Art as a message of reconciliation and hope :
When interfaith dialogue brings arts to the core of the discussion, it succeeds in making room for more creative ideas to share. With some artists from as far as Israel, the US, Tunisia, and Brazil, participants showcased their different artistic talents from musicians, to photographers and singers.
Youssef Ben Soltane, a 29-year old Tunisian dentist living in Paris, a wine educator ; also a passionate oenologist, and a worldly artist, who enjoys life and traveled throughout Europe was a participant in the arts and culture committee.
Recounting his experience of « belonging to several communities rather than one » is what led Ben Soltane to become involved in different types of projects, including voluneering work as a dentist providing oral health outreach in remote areas of Tunisia, fundraising for many charity projects benefiting schools and disadvantaged communities in Tunisia.

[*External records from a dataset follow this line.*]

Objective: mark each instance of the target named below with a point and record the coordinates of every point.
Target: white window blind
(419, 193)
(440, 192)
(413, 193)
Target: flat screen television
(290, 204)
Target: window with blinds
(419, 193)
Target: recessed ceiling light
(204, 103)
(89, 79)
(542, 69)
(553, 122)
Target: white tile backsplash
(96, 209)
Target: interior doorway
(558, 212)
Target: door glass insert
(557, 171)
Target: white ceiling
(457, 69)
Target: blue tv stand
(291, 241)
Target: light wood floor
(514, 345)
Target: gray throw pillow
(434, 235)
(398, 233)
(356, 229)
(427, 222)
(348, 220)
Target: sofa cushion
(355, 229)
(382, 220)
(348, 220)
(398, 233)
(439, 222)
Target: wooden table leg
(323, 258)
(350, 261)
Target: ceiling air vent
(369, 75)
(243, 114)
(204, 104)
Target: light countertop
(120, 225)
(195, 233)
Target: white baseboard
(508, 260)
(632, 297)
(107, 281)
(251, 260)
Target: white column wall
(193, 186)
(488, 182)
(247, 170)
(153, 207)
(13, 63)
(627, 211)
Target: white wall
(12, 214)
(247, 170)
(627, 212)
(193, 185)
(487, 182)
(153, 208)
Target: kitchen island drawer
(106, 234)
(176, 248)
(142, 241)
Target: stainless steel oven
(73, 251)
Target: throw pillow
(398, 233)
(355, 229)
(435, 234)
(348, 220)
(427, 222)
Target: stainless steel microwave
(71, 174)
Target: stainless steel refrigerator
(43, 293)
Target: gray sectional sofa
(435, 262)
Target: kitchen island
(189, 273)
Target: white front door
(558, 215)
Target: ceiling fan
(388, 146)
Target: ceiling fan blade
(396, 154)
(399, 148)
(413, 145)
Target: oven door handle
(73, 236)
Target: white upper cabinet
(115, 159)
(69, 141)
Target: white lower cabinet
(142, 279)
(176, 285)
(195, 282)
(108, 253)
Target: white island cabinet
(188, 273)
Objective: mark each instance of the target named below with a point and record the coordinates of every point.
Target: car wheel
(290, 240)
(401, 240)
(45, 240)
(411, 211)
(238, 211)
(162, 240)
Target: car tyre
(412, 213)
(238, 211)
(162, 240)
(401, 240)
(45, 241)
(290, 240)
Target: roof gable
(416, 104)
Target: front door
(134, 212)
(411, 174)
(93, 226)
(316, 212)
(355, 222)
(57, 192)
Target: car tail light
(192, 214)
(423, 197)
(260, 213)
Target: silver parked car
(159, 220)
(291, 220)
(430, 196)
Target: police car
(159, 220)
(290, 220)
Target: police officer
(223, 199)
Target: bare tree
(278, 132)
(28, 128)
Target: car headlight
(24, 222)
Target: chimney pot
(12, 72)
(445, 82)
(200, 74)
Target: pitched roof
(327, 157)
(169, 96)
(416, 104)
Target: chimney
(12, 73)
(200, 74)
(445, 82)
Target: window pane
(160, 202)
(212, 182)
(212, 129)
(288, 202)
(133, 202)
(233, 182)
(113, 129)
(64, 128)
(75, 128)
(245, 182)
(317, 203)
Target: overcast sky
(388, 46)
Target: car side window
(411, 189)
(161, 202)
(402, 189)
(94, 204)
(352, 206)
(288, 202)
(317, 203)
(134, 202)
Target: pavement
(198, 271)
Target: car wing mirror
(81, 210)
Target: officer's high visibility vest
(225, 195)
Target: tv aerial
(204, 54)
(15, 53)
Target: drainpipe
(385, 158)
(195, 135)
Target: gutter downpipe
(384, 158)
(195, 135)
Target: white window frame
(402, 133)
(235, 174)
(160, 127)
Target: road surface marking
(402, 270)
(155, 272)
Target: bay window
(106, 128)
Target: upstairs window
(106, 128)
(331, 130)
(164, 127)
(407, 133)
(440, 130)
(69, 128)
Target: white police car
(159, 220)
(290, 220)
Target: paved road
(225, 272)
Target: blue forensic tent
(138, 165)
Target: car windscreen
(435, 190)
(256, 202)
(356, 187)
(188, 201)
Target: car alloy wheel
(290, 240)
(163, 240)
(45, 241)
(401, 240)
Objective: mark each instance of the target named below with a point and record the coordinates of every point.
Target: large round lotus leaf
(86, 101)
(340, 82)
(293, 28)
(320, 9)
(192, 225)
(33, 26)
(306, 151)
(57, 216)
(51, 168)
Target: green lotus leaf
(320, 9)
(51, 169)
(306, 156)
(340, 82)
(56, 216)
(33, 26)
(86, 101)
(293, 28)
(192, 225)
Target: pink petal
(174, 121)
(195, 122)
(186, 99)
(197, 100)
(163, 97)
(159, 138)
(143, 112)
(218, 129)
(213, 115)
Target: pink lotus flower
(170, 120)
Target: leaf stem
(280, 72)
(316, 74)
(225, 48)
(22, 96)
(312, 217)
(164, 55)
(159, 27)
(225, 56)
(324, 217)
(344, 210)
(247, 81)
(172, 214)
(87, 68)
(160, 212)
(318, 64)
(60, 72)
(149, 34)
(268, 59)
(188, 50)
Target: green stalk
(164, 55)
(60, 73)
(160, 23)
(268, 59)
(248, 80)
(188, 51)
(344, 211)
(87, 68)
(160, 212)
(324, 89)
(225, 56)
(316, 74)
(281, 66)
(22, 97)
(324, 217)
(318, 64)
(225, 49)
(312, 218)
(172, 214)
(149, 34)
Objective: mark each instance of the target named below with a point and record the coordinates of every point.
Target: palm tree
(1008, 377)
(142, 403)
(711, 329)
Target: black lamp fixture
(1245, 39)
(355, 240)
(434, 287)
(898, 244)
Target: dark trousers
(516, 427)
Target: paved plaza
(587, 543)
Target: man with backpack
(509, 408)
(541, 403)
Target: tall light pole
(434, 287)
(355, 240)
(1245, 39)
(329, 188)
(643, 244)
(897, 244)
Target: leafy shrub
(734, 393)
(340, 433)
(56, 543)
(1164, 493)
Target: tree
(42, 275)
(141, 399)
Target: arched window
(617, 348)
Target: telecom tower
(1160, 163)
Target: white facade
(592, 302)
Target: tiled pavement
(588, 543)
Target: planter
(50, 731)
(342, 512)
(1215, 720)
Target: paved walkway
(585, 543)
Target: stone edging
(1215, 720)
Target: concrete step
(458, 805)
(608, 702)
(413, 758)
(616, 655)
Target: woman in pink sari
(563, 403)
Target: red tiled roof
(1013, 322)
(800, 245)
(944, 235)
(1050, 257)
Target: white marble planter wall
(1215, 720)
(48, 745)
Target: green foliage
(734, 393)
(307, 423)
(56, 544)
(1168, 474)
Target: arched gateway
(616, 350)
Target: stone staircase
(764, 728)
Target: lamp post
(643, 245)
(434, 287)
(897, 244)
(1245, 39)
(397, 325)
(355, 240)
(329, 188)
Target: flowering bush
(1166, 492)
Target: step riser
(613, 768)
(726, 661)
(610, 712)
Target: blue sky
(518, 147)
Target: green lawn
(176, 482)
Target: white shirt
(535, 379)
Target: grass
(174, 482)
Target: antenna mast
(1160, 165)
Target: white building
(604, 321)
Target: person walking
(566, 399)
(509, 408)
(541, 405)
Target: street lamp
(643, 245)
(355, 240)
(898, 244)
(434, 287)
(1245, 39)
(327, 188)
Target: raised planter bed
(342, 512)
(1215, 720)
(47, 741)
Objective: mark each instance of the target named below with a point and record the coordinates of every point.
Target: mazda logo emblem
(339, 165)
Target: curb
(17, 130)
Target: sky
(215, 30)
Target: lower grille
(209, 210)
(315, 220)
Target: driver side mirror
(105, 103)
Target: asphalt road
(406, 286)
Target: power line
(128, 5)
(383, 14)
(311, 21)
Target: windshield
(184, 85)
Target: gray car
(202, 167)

Whilst living abroad, he got involved in an interfaith art performance with Jewish artists in Budapest where he lived in the Jewish neighborhood of the Hunagrian capital, made many Jewish friends and « felt welcomed in their community, despite the moments where people reacted negatively to the fact that I was an Arab », he explained.
With similar upbeat feelings about intercultural and interfaith dialogue to Ben Soltane, Charkaoui stronlgly believes that such a dialogue is more than ever before necessary for peace and mutual understanding, by sitting down and discussing religion and other issues freely.
What Next ?
While the MJC forum seems quite a utopia for some, a dream for others for a better world, it managed to open up free spaces for debate with no fear of being judged, shunned or ridiculed for being different, thinking differently. When participants went home, most expressed mixed feelings of euphoria, and perplexity, while « letting it sink in, process it » because it was overwhelming for most of them, in particular first time participants.
“It is one week where you don’t stop engaging in conversation without hearing the words – Game of Thrones or Pokemon Go,” joked Paris.